Политические кампании «позднего сталинизма», о которых я уже упоминал, глубоко травмировали психологию определенной части старшекурсников-фронтовиков, руками которых в значительной мере эти кампании и проводились. Их влияние стало заметно падать.

Помню трехдневное собрание по «делу группы Лебедева» — секретаря партбюро юридического факультета. Окружив себя «доверенными» и «приближенными», Валентин Лебедев фактически узурпировал на факультете всю власть, подмял и партбюро, и деканат. Он влиял на состав преподавателей, вмешивался во все стороны жизни и быта факультета. После жарких трехдневных дебатов сняли его с треском. Определились свои лидеры и на нашем курсе, причем это были уже не москвичи, главенствовавшие в первые годы моей учебы, а «периферия».

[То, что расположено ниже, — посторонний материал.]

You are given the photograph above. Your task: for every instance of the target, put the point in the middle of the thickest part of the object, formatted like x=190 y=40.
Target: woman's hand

В последние два года учебы атмосфера в университете начала меняться. Вначале с опаской, постепенно все более свободно высказывались сомнения в правильности «устоявшейся» трактовки тех или иных исторических событий, да и некоторых явлений современной политической жизни. Конечно, до открытого плюрализма мнений было еще очень и очень далеко. Руководящие партийные и иные органы хотя и ослабили идеологические вожжи, но выпускать их из своих рук отнюдь не собирались.


Встреча

Годы учебы в университете были для меня не только необычайно интересными, но и достаточно напряженными. Аудиторные и самостоятельные занятия чуть ли не ежедневно занимали минимум 12–14 часов. Приходилось восполнять пробелы сельской школы, которые давали о себе знать — особенно на первых курсах, а отсутствием самолюбия я, честно говоря, никогда не страдал. Все новое воспринималось мною довольно быстро, но закрепление знаний требовало штудирования широкого круга дополнительной литературы. Этим, кстати, обучение в университете и отличалось от учебы во многих других вузах.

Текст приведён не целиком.